La voix du responsable des essais donna son feu vert à travers un haut-parleur minuscule. John Smith baisse les leviers de sécurité les uns après les autres et appuya sur le gros bouton bleu d'allumage. Le générateur quantique s'alluma dans sa lumière et son vacarme caractéristiques. L'homme ouvrit l'énorme armoire et admira son cœur étoilé tourner avec la grâce d'un patineur artistique. Il en émanait une lueur inquiétante, comme si les composants eux-mêmes étaient en train de fondre. Dans un cri assourdissant, cette lumière envahit la salle et fit disparaître tout le reste. John Smith ferma les yeux, mit ses mains devant la visière de son casque, espérant qu'il pourrait les rouvrir un jour.

Une alarme retentit. La porte s'ouvrit dans un fracas retentissant. Des cris se firent échos, des hommes affolés venaient de pénétrer dans la salle, ils se bousculaient et s'écrasaient les pieds. John eut la nausée et tomba dans les pommes.

L'enfant nageait dans un univers infini. Il voguait parmi les étoiles, faisait des longueurs de brasse d'Andromède à Cassiopée. Il entendait des chants de Noël qui lui rappelaient d'excellents souvenirs, à partager des repas interminables avec sa famille au coin du feu. À présent, alors qu'il traversait une nébuleuse étrangement rouge, lui, l'enfant qui avait voulu changer d'univers, se sentait terriblement seul.

Notre explorateur se réveilla à l'hôpital, sur un matelas hi-tech qui s'adaptait en un instant aux formes de celui qui s'allongeait dessus. Dans un lit comme ça, aucune chance d'avoir une insomnie ! John avait la tête complètement vide. Il regardait timidement la belle infirmière qui lui déposait un plateau repas.

– Essayez de bouger les orteils, demanda cette dernière. J'ai l'impression qu'on vous a injecté un peu trop d'analgésique...

Il ne comprenait rien au jargon médical, mais il n'arrivait pas à bouger ses fichus orteils.

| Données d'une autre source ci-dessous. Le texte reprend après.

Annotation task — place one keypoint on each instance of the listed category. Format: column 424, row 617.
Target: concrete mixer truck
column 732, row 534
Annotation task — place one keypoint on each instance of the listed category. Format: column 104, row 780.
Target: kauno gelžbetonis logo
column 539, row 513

Il se sentait mou et très fragile, comme si la moindre pression allait le briser.

– J'ai... faim, parvint-il à dire malgré sa mâchoire terriblement engourdie.

L'infirmière lui sourit. Elle prépara une cuillère, la planta dans une assiette purée et la transporta jusqu'à la bouche de son patient. C'était l'instant le plus ridicule de toute sa vie. Pour l'heure, comme il ne se souvenait de rien, il accepta docilement et se nourrit comme il le put. On dut même lui mettre un bavoir !

 

Dans sa chambre d'hôpital, constamment éclairée d'une lumière artificielle, sans aucune fenêtre, il avait perdu toute notion du temps. En tous cas, une barbe grise poussait déjà sur son menton. Lorsque son infirmière vint lui annoncer que le président de la NASA lui-même allait passer le voir, il ne put la croire. Et pourtant, quelques instants plus tard, un homme en costume auto-réajustable très chic, qui changeait de couleur selon la luminosité et de forme selon la corpulence de son propriétaire, entra dans la chambre. Il regardait John Smith d'un air dépité, plus mal qu'il regarderait la plus sale de ses chaussettes.

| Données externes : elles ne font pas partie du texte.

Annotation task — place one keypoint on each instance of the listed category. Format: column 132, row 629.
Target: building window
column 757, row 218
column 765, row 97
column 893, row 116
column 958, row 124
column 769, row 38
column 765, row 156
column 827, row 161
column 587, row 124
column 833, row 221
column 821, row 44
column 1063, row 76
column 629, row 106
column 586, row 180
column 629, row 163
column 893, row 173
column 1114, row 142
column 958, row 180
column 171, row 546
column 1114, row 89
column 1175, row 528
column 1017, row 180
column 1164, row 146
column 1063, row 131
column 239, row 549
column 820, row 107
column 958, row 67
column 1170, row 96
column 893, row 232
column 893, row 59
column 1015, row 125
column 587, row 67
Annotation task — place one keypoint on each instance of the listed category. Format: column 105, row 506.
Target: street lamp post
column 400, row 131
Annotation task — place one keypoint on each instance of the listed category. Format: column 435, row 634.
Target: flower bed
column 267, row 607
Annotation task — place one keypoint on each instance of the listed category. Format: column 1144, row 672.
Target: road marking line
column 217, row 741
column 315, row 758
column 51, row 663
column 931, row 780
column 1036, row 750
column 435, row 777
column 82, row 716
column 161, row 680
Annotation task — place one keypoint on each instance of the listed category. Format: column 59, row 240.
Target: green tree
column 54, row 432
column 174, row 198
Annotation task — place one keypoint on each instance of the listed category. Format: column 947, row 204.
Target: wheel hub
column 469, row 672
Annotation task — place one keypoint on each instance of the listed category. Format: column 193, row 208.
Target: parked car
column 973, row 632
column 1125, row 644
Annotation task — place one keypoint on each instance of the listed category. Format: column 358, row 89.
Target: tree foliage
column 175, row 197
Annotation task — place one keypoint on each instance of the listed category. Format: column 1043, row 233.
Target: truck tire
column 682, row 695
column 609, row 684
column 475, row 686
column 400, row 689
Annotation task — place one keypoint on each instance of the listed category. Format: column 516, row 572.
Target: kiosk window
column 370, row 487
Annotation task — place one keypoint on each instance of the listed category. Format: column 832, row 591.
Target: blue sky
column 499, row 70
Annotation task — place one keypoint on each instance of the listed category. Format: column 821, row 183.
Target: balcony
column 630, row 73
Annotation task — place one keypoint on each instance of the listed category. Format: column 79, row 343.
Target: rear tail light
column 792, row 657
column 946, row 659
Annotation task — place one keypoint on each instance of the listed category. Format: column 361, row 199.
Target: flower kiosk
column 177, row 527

– Je n'ai pas voulu croire Sharon quand elle m'a dit... que vous aviez eu tort. L'appareil s'est allumé, a fait son spectacle son et lumière, et s'est éteint. Et vous, vous êtes toujours là avec vos yeux de merlans frits et votre bouche constamment ouverte !

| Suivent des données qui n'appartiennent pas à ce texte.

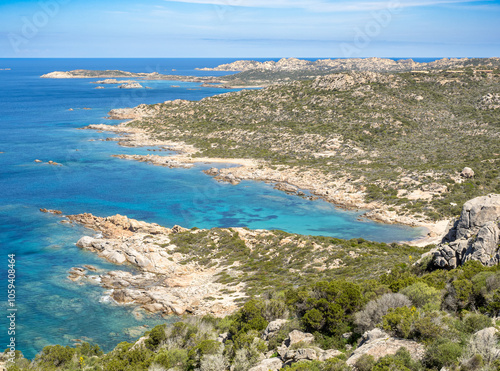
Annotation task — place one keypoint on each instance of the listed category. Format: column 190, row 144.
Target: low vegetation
column 444, row 310
column 393, row 136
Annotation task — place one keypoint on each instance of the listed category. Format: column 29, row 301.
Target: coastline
column 340, row 192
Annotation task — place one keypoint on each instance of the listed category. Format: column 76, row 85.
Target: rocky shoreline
column 166, row 283
column 339, row 191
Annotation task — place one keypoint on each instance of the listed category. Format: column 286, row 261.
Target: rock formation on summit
column 474, row 236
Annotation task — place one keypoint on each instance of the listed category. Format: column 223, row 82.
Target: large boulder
column 378, row 344
column 476, row 213
column 272, row 364
column 475, row 236
column 273, row 327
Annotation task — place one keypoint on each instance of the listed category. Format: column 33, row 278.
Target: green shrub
column 423, row 296
column 365, row 363
column 474, row 322
column 55, row 356
column 442, row 353
column 400, row 321
column 155, row 337
column 172, row 358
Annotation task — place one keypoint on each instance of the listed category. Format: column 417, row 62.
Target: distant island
column 413, row 143
column 260, row 74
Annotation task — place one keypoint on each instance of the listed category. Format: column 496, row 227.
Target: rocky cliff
column 474, row 236
column 353, row 64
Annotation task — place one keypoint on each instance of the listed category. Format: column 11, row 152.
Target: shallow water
column 35, row 123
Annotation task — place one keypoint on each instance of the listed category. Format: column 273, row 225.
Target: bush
column 442, row 353
column 371, row 316
column 155, row 337
column 213, row 362
column 485, row 344
column 400, row 321
column 172, row 358
column 423, row 296
column 55, row 356
column 365, row 363
column 400, row 361
column 474, row 322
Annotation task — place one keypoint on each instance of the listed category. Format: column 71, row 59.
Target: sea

Le scientifique déchu se fit violence pour fermer la bouche, mais il n'y comprenait rien. Que lui voudrait le président de la NASA ?

– Qu'est-ce qui vous arrive ? Ça vous a rendu fou, d'échouer ? De savoir que notre univers est unique ?

John Smith tiqua sur le mot « univers ». Ragaillardi, il bondit de son lit, renversant le président au passage, et courut dans tous les sens. L'infirmière prit une porte en pleine tête, laquelle porte fit valdinguer le plateau repas qu'elle transportait. Elle cria aux autres d'arrêter ce fou furieux, mais nul n'était assez rapide pour arrêter cette tornade qui dévastait les couloirs.

Lorsqu'il sortit enfin de l'hôpital, John « la tornade » se calma un peu et s'empressa de regarder le ciel. Bleu, comme d'habitude, donc la même composition que sa planète à lui. Des nuages blancs le traversaient paresseusement, voilant parfois un magnifique soleil de fin d'été. Jetant un coup d’œil à l'hôpital, il se mêla aux passants et explora le quartier. Il reconnaissait cette banlieue de Los Angeles où avait été fondé le plus grand centre médical de tous les États-Unis. Tout autour des rues piétonnes, des routes anti-gravité montaient et descendaient comme des montagnes russes. Il prit le temps d'humer l'air et constata avec dépit qu'il était toujours aussi moite et pollué.

Lui qui pensait se trouver sur une jumelle de la Terre où, en maints points de l'histoire les hommes avaient fait des choix différents, il se trouvait terriblement déçu. Où était ce monde de dinosaures qu'il rêvait tant de rencontrer ? Et ces tipis géants des indiens qui auraient dominés le monde, pourquoi ne remplaçaient-ils pas ces tours d'acier et de verre ?

John Smith était terrifié à l'idée d'avoir échoué, mais il devait en avoir le cœur net. Il s'équipa de son nanophone qui ne quittait jamais sa poche de pantalon – il avait eu de la chance que personne ne lui prenne à l'hôpital – et l'alluma. Il se connecta très vite à internet et s'amusa à rechercher tout et n'importe quoi. Il lisait un exposé sur les guerres des trois cents dernières années lorsqu'il reçut un appel.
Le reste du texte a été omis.